A marathon for the friars!
Joseph Peck has volunteered to run a marathon this Easter for the friars’ Training Fund Appeal. Here he tells us why.
“I am going to run the Paris Marathon on April 7th to raise funds for the training of English Dominicans. I first met a member of the order when I was just nineteen years old, and embarking on my first pilgrimage with Student Cross. This man had a warm smile, a ready ear, and was eager to listen, share, teach, and learn with me as I started to ask the first serious questions of my faith, my life and who ‘I’ was. I won’t embarrass him here by naming him, but throughout my university life, I considered him to be an exceptional priest, and a great man. I sought him out in crisis, and he was always there. Now, at twenty-eight, living and working in Paris, and recently engaged, I find myself turning to him again in order to help me reflect and prepare for my upcoming marriage.
“As a twenty (and then twenty-two) -year-old, I spent a total of 11 months in Kenya, living with the Poor Clares of Myanga. I was born into a Poor Clare parish, and I found Myanga an ideal place to help in local schools, and work on building homes for the most needy – the elderly, sick, and single mothers. Here, too, I came across Dominicans from Kenya and North America. The Novice Master of the Province of St Joseph (USA), Fr Benedict, once said to me that “priests being parents certainly wasn’t in the job description”. Yet, these friars saw the cries for hope, faith and love in an area ravaged by HIV, and set up an orphanage and school. They were Good Samaritans to so many. These men took on the role of older brother, father, mother, friend to hundreds of children, working miracles daily through their resolve to carry on, and an ever-growing love for God and Man. The friars put their own lives at risk by turning their compound into a refuge for people fleeing the election violence of 2007.
“I have often heard the phrase; “Once you meet one Dominican, you have only met one Dominican”. It’s true. They are so diverse, and so, too, is their work. From teaching at Oxford University, to trying to the heal wounds of prisoners, to running an orphanage in a hilltop village outside Kisumu, Kenya. There is no way to label all these men with the same description. And yet they are all alike. The English Province worked for many years in S. Africa; it has its mission in the Caribbean. Moreover, the friars all have that openness to truth, both learning and teaching it. They share that surrender to the Gospel and Christ. Both in word and deed.

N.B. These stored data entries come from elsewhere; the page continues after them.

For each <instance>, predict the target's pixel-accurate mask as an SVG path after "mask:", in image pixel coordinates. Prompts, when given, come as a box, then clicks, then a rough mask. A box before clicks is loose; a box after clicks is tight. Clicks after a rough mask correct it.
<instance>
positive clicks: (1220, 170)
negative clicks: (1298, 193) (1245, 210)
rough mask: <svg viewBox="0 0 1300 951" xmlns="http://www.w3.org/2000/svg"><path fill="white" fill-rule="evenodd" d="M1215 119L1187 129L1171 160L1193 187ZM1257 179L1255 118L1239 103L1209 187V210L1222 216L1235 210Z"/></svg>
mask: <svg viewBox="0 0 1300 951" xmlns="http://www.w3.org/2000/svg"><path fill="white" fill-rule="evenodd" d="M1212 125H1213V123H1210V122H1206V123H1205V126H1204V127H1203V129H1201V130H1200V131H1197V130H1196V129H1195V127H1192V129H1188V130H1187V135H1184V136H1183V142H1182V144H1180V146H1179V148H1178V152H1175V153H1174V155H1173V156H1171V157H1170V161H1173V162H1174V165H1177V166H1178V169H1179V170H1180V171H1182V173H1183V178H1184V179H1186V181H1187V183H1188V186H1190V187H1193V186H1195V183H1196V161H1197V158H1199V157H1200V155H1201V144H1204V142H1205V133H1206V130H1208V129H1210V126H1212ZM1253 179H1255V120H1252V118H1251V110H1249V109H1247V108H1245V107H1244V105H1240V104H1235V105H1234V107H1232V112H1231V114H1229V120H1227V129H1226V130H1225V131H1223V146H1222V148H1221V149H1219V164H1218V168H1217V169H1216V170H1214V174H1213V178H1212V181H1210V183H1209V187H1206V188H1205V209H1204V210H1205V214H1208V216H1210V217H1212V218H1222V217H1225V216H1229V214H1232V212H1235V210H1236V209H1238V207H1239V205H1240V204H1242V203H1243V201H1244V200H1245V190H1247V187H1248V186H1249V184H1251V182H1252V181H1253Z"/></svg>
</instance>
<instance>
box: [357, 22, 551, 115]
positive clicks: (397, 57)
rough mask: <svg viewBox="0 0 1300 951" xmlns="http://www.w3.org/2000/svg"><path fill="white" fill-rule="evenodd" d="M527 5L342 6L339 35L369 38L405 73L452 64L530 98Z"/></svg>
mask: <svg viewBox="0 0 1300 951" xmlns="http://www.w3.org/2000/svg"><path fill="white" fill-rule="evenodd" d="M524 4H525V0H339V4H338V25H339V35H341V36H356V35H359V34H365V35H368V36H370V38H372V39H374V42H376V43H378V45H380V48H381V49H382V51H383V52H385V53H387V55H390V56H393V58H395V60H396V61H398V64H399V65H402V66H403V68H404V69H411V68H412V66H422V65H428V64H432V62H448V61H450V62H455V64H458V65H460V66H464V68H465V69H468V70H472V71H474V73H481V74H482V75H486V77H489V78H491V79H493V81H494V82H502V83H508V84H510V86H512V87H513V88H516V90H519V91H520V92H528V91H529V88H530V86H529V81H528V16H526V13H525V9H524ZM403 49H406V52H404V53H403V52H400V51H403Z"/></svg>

“The friars’ appeal fills me with hope for the Church. Often, I hear appeals for retired priests, and for sick priests, and the elderly. This is the first time I can recall hearing an appeal for the next generation of young men looking to offer themselves to Christ in such a special way. These young men currently in formation, and those following, will be the next generation who can give what I received from others. They will be the friends, the teachers, the priests, the listeners and the preachers. And for that I ask for your support.”